Correct on the fisrt attempt or Incorrect on the first attempt, or asked for help

[1]:
import numpy as np
import pandas as pd

import plotly.express as px
from plotly.subplots import make_subplots
import plotly.graph_objs as go
[2]:
path = "2015_100_skill_builders_main_problems.csv"
data = pd.read_csv(path, encoding = "ISO-8859-15",low_memory=False)

Record Examples

[3]:
pd.set_option('display.max_columns', 500)
data.head()
[3]:
user_id log_id sequence_id correct
0 50121 167478035 7014 0.0
1 50121 167478043 7014 1.0
2 50121 167478053 7014 1.0
3 50121 167478069 7014 1.0
4 50964 167478041 7014 1.0

General features

[4]:
data.describe()
[4]:
user_id log_id sequence_id correct
count 708631.000000 7.086310e+05 708631.000000 708631.000000
mean 296232.978276 1.695323e+08 22683.474821 0.725502
std 48018.650247 3.608096e+06 41593.028018 0.437467
min 50121.000000 1.509145e+08 5898.000000 0.000000
25% 279113.000000 1.660355e+08 7020.000000 0.000000
50% 299168.000000 1.704579e+08 9424.000000 1.000000
75% 335647.000000 1.723789e+08 14442.000000 1.000000
max 362374.000000 1.754827e+08 236309.000000 1.000000
[5]:
print("The number of records: "+ str(len(data['log_id'].unique())))
The number of records: 708631
[6]:
print('Part of missing values for every column')
print(data.isnull().sum() / len(data))
Part of missing values for every column
user_id        0.0
log_id         0.0
sequence_id    0.0
correct        0.0
dtype: float64
[7]:
len(data.user_id.unique())
[7]:
19917
[8]:
len(data.sequence_id.unique())
[8]:
100

Sort by user id

[9]:
ds = data['user_id'].value_counts().reset_index()

ds.columns = [
    'user_id',
    'count'
]

ds['user_id'] = ds['user_id'].astype(str) + '-'
ds = ds.sort_values(['count']).tail(40)

fig = px.bar(
    ds,
    x = 'count',
    y = 'user_id',
    orientation='h',
    title='Top 40 students by number of actions'
)

fig.show("svg")
../../../_images/build_blitz_ASSISTments_ASSISTments2015_13_0.svg
[10]:
ds = data['user_id'].value_counts().reset_index()

ds.columns = [
    'user_id',
    'count'
]

ds = ds.sort_values('user_id')

fig = px.histogram(
    ds,
    x = 'user_id',
    y = 'count',
    title = 'User action distribution'
)

fig.show("svg")
../../../_images/build_blitz_ASSISTments_ASSISTments2015_14_0.svg

Correct answers

[11]:
ds = data['correct'].value_counts().reset_index()

ds.columns = [
    'correct',
    'percent'
]

ds['percent'] /= len(data)
ds = ds.sort_values(['correct'])

fig = px.pie(
    ds,
    names = ['0', '1/10','1/5', '1/4','1/3', '1/2','2/3', '3/4','4/5','9/10', '1'],
    values = 'percent',
    title = 'Percent of correct answers'
)

fig.show("svg")
../../../_images/build_blitz_ASSISTments_ASSISTments2015_16_0.svg

Minor note: we also have Essay questions that teachers can grade.
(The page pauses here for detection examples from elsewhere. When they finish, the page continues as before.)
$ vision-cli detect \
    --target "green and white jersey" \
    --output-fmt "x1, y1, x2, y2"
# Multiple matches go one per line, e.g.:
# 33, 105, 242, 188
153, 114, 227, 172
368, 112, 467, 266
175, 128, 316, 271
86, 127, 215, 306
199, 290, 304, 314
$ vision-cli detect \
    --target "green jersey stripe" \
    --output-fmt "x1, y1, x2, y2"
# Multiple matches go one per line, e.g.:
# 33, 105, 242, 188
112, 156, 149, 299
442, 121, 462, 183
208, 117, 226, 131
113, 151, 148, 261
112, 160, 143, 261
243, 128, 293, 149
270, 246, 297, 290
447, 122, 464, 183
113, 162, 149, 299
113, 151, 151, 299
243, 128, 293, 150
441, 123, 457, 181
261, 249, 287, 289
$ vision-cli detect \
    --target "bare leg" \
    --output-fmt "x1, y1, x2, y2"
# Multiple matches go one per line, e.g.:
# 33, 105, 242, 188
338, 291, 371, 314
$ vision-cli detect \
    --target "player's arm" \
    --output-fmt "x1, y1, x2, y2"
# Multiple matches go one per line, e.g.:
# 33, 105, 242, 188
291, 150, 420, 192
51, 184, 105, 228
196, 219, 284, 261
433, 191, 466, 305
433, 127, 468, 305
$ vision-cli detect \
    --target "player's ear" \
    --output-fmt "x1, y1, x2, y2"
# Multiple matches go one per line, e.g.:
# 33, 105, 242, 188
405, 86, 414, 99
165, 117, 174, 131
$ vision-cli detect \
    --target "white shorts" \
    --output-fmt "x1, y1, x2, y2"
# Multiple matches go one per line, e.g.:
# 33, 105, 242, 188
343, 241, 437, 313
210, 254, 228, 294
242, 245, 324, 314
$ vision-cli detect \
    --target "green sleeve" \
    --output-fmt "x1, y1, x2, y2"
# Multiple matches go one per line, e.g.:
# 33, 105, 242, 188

If this value is say .25 that means the teacher gave it a 1 our of 4.

Sort by sequence id

[12]:
ds = data['sequence_id'].value_counts().reset_index()

ds.columns = [
    'sequence_id',
    'count'
]

ds['sequence_id'] = ds['sequence_id'].astype(str) + '-'
ds = ds.sort_values(['count']).tail(40)

fig = px.bar(
    ds,
    x = 'count',
    y = 'sequence_id',
    orientation = 'h',
    title = 'Top 40 useful sequence_ids'
)

fig.show("svg")
../../../_images/build_blitz_ASSISTments_ASSISTments2015_19_0.svg
[13]:
ds = data.groupby('sequence_id')['correct'].mean()
ds = ds.reset_index()

ds['sequence_id'] = ds['sequence_id'].astype(str) + '-'
ds1 = ds.sort_values(['correct']).tail(20)

fig1 = px.bar(
    ds1,
    x = 'correct',
    y = 'sequence_id',
    orientation = 'h',
    title = 'Average number correct answers of problem sets (top 20)'
)

fig1.show("svg")

ds2 = ds.sort_values(['correct']).head(20)

fig2 = px.bar(
    ds2,
    x = 'correct',
    y = 'sequence_id',
    orientation = 'h',
    title = 'Average number correct answers of problem sets (bottom 20)'
)
fig2.show("svg")
../../../_images/build_blitz_ASSISTments_ASSISTments2015_20_0.svg
../../../_images/build_blitz_ASSISTments_ASSISTments2015_20_1.svg

This figure presents the average number correct answers of problem sets. These low-average problem sets deserve more attention from teachers and students.